Международная команда исследователей сообщает в журнале "Nature", что им впервые удалось сделать серьезный шаг к расшифровке генома пшеницы, получив черновую последовательность ее генетического кода.

Изначально на этом пути ученые столкнулись с множеством сложностей. В мире существует две основные разновидности культурной пшеницы. Твердая Triticum durum, которая используется для изготовления макаронных изделий, является гибридом двух диких трав и содержит наборы генов от каждого предка. Мягкая Tríticum aestívum, используемая для выпекания хлеба, имеет еще более сложный геном. Она получена путем скрещивания твердой пшеницы с еще одним дикорастущим видом. Именно на этом сорте сфокусировала свою работу группа исследователей под руководством Майкла Бивана (Michael Bevan) из британского Центра Джона Иннеса.

И надо сказать, что ученым пришлось нелегко. Пшеница имеет одну интересную особенность: потомки растений, использующихся при выведении нужного сорта, в своем геноме объединяют ДНК «родителей» полностью, а не соединяют их в один, как у кукурузы, например. Из-за этого генетический код мягкой пшеницы состоит из 17 миллиардов пар нуклеотидов. Это почти в пять с половиной раз больше, чем у человека. Разобраться в этом «клубке» и понять, из какого генома перешел тот или иной ген, очень сложно.

Генетики использовали самые современные методы секвенирования. Они случайным образом разбивали ДНК на множество мелких фрагментов, расшифровывали их по отдельности, затем с помощью суперкомпьютера «сшивали» перекрывающиеся места. Полученные куски сравнивали с заранее расшифрованным кодом предков пшеницы и искали повторы. При этом исследователям удалось установить происхождение около 96 тысяч генов.
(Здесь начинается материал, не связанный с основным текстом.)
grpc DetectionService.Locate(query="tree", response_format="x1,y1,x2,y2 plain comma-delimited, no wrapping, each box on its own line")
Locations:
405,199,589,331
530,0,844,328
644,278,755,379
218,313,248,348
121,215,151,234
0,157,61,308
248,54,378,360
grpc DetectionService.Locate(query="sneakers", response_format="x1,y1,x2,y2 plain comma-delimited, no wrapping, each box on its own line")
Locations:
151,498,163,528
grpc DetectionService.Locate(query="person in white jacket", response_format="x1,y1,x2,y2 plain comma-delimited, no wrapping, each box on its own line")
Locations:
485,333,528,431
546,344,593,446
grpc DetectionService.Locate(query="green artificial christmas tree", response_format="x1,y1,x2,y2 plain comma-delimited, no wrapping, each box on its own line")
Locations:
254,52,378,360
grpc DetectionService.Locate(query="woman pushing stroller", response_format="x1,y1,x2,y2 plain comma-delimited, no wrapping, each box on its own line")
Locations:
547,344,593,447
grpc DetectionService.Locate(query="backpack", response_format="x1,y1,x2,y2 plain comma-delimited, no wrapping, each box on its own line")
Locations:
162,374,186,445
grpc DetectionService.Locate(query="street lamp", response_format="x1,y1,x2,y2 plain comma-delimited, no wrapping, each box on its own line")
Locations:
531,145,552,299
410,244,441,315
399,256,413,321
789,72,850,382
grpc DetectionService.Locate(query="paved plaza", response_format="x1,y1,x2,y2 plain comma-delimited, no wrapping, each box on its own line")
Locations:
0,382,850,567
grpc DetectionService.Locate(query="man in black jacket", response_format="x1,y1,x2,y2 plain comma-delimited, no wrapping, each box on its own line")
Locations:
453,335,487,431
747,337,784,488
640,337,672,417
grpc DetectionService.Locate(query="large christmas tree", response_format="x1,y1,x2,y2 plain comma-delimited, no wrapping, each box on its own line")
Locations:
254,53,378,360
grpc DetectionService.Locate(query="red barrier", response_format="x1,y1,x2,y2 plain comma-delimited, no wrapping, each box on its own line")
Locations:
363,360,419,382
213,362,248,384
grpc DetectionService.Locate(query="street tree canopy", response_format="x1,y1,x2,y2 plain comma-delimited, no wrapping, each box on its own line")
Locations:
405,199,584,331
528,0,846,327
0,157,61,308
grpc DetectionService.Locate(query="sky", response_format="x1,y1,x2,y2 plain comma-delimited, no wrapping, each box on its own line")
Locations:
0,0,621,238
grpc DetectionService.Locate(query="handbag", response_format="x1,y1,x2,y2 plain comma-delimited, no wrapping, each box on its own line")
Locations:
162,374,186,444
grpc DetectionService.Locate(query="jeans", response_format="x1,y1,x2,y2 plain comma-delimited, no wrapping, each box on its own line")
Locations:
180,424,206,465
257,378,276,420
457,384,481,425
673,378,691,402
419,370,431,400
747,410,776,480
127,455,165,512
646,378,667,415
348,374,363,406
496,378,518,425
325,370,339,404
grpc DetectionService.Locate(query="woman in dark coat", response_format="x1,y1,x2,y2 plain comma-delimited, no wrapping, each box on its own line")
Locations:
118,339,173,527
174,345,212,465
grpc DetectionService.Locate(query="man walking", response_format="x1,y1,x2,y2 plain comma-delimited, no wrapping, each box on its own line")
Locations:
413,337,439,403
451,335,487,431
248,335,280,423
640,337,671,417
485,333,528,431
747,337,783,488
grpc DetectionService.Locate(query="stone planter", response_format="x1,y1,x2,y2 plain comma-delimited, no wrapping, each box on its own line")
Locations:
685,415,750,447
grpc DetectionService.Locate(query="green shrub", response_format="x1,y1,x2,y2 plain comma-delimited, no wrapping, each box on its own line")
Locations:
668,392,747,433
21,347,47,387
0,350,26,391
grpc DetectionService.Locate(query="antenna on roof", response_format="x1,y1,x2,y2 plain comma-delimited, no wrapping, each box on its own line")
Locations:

На следующем этапе Биван и его коллеги сравнили полученный код с геномами некоторых других видов культурных растений и их гибридов. Это позволило определить функции некоторых генов.

 «Исходные данные генома — это десятки миллиардов букв, — объясняет профессор Нейл Холл (Neil Hall) из университета Ливерпуля. – Вы знаете, что это за буквы и сколько их, но чтобы понять, что написано, необходимо составить их в правильном порядке. Мы собрали много тысяч генов и составили прочную основу для дальнейшего изучения генома и поисков генетических вариаций, которые могут быть использованы селекционерами для повышения урожайности».

Последовательность данных была передана в Европейский нуклеотидный архив (ENA). Вся полученная информация также доступна в базах данных Великобритании (WheatBP) и Германии (MIPS Wheat Genome Database). Теперь исследовательские центры по всему миру могут пользоваться этой информацией для расшифровки функций отдельных генов и поисков закономерностей, которые могли бы повлиять на свойства растения.

Лет через пять ученые надеются получить культурные сорта, которые могли бы противостоять засухе и наводнениям, вредителям и болезням, а также обладали бы большей питательной ценностью.

 «Нынешнее открытие ускорит поиск нужных разновидностей пшеницы и поможет нам накормить растущее мировое сообщество», — подводит итог министр университетов и науки Великобритании Дэвид Уиллетс (David Willetts).